AV mobility for an ageing population

First published at ITS America - June 6, 2019

Autonomous vehicles (AVs) have the potential to improve the lifestyles of an ageing population, according to speakers in the session AVs, Healthcare and Aging. The Michigan Henry Ford Health System is a case in point, said Timothy Woods, general manager of Autonomous Vehicle Alliance and moderator of the Wednesday session. “The Ford system is moving increasingly toward an outpatient model over the next 10 years where patients will be mobility-dependent to get to their appointments.”

The Ford system means that patients will be spending time outside the healthcare centre, be it in an assisted or independent living facility. But their insurance payments will be dependent upon them meeting their medical appointments. This is where reliable AV transportation will be crucial to the outpatient system, said Woods.

“Too often a patient’s caregiver is also the driver of the vehicle taking the patient to the appointment,” said Suzette Malek, manager of global societal trends research with General Motors.
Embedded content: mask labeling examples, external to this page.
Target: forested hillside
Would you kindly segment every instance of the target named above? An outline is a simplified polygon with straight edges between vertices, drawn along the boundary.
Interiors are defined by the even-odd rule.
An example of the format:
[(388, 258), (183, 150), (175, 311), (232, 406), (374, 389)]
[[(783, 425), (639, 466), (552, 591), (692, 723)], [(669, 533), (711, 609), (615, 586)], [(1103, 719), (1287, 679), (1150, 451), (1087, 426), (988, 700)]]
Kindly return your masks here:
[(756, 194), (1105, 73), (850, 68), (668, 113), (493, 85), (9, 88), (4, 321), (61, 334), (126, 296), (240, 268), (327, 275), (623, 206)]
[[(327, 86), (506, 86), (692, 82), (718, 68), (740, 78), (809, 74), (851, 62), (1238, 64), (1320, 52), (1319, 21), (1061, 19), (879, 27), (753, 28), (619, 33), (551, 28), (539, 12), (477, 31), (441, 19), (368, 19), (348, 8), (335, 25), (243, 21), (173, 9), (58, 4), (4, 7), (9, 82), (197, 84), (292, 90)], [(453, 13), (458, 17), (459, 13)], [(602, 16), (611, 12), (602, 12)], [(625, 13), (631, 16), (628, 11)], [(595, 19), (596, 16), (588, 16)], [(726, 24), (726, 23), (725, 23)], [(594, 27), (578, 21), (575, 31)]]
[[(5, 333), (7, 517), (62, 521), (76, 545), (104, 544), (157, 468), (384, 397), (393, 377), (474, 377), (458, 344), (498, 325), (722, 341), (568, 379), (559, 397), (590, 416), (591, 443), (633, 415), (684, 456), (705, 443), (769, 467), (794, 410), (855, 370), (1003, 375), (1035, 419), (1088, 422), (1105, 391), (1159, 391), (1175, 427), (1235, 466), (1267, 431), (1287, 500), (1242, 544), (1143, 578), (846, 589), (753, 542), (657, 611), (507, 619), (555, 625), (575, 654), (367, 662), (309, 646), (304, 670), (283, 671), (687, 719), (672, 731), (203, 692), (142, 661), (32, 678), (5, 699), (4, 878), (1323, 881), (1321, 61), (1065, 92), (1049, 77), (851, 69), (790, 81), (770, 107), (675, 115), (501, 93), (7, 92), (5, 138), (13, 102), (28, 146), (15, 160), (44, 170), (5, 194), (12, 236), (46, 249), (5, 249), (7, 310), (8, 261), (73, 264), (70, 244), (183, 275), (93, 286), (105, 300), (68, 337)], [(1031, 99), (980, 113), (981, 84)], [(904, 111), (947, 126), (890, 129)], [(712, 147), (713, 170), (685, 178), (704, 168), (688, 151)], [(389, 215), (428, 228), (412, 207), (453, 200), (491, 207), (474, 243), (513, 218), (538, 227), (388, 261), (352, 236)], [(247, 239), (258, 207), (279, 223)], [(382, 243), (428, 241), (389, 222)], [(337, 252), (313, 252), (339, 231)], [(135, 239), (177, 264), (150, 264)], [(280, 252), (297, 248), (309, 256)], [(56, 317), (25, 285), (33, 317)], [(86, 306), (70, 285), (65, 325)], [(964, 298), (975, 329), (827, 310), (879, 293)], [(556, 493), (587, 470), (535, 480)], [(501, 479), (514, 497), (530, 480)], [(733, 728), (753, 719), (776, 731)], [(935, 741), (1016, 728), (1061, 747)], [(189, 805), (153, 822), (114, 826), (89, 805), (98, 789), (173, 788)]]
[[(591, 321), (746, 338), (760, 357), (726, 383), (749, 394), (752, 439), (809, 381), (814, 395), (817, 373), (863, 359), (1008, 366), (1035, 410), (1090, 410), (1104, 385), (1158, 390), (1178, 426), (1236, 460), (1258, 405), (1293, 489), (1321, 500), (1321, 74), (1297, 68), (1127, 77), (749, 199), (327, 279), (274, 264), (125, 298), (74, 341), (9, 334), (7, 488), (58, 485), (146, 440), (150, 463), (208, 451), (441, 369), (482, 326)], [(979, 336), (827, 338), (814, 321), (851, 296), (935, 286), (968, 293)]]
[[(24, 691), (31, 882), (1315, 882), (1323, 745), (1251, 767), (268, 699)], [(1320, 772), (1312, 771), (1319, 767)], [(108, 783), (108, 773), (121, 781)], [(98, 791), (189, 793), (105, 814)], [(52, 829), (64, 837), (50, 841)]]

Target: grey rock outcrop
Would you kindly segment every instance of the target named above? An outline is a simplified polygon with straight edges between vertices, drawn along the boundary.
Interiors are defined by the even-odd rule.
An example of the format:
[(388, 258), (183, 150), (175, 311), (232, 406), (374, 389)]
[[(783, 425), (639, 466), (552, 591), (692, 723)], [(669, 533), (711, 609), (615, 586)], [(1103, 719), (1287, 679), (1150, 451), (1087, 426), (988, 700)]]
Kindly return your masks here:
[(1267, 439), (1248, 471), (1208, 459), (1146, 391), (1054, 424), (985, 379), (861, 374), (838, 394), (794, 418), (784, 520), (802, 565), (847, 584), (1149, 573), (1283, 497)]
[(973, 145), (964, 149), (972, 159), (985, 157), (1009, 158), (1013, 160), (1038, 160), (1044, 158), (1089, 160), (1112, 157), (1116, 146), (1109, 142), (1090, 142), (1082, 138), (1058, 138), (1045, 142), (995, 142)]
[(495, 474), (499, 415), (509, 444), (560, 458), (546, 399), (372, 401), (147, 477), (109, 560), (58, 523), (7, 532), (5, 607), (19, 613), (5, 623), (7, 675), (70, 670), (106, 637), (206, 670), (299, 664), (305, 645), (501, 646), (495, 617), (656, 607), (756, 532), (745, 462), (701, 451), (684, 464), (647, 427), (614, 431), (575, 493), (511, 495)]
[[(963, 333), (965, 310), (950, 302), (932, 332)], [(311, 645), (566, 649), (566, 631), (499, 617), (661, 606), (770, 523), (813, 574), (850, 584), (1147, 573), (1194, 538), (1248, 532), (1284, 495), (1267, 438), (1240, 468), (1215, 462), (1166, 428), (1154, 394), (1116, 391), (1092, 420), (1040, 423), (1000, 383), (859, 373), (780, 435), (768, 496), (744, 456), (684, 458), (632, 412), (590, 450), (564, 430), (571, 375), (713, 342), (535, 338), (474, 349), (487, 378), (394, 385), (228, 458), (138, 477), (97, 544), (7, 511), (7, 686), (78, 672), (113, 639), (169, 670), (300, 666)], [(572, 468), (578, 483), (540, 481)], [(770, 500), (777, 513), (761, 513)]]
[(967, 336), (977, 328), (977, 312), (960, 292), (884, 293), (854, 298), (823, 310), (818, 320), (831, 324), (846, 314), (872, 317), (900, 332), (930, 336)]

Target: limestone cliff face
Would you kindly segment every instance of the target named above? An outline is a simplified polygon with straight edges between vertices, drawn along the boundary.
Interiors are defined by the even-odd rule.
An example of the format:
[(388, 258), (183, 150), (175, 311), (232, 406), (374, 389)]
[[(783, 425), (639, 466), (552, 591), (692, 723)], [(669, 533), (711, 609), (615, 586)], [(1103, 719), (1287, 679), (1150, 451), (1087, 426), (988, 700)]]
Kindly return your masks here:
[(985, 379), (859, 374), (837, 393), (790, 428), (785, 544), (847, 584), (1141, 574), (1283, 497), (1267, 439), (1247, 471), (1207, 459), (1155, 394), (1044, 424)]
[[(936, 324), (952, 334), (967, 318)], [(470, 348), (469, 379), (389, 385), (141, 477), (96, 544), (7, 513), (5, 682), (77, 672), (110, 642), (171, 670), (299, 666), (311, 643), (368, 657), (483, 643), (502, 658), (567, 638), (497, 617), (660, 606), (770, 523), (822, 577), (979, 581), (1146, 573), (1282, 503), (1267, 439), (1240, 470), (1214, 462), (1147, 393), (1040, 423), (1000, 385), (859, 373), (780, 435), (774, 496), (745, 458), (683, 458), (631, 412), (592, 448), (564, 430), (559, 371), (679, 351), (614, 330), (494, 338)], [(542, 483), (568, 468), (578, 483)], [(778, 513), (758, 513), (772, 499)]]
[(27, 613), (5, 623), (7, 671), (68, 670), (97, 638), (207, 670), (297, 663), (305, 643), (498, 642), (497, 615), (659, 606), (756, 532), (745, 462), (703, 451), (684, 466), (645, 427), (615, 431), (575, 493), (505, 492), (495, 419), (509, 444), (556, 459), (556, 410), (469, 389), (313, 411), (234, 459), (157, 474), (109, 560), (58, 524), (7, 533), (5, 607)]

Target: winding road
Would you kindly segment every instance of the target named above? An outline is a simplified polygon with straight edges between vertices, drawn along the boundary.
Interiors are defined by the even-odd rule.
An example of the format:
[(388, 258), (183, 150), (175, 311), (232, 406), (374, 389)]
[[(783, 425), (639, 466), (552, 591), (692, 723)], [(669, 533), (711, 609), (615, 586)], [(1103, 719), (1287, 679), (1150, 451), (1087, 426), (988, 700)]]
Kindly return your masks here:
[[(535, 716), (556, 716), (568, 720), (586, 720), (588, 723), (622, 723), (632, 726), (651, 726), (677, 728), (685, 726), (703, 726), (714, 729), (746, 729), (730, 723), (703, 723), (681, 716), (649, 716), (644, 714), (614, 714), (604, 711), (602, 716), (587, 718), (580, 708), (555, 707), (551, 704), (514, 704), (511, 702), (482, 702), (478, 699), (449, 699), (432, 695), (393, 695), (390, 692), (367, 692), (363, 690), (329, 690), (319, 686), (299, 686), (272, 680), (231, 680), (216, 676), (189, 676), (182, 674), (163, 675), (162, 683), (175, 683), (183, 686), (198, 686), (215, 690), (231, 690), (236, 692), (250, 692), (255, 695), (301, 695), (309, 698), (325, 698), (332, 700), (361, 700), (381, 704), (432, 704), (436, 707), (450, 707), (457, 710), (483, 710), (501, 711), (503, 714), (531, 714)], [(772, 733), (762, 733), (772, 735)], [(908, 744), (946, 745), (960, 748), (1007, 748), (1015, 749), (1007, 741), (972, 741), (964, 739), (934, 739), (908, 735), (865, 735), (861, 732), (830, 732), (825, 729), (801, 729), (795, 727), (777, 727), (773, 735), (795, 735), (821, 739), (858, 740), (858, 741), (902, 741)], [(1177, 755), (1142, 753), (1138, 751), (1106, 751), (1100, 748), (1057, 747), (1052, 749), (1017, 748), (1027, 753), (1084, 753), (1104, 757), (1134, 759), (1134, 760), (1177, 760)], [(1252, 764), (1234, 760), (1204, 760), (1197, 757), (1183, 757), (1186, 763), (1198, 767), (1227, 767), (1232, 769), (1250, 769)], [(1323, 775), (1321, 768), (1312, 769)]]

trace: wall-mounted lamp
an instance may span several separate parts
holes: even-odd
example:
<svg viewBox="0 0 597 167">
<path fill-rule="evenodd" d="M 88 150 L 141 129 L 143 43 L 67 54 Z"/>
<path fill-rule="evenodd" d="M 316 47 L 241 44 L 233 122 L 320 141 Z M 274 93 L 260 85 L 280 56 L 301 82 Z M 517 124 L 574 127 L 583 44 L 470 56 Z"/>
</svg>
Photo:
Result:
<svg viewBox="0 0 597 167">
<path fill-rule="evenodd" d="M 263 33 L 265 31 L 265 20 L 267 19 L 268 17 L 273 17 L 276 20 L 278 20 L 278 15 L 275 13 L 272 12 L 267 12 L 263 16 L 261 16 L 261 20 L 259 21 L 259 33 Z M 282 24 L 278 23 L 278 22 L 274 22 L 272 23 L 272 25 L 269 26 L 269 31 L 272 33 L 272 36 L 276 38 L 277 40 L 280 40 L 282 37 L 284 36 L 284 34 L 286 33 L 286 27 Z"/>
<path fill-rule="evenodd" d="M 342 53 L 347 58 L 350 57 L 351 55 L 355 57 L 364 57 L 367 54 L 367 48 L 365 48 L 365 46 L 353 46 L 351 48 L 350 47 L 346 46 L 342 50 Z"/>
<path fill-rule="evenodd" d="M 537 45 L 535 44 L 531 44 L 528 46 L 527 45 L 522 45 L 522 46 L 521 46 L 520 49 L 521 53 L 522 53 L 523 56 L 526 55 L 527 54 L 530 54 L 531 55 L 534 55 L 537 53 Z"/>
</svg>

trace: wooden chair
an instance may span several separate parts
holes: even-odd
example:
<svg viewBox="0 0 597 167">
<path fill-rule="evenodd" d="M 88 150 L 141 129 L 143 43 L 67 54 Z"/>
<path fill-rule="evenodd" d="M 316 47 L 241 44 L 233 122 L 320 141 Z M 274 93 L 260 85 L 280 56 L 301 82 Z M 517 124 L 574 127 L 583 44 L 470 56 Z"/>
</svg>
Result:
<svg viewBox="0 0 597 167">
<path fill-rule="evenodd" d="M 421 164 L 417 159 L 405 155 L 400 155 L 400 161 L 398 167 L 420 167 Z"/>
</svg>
That’s not the caregiver’s main job. In an AV there is a “social moment” between the caregiver and the patient because they can converse.

There still remain obstacles for patients and elderly people before they can trust an AV, noted Michelle Hartmann, market intelligence manager with Magna International, the global Canadian automotive supplier and mobility technology company. “If people that they [older people] trust are using and talking about the usefulness of AVs, then trust about AVs will eventually build up,” she said.

Also, the use of AVs can replace the anxiety that many independently living older people now have about some aspects of driving which stops them from getting behind the wheel, said Hartmann. These include a fear of night driving and of bad-weather driving.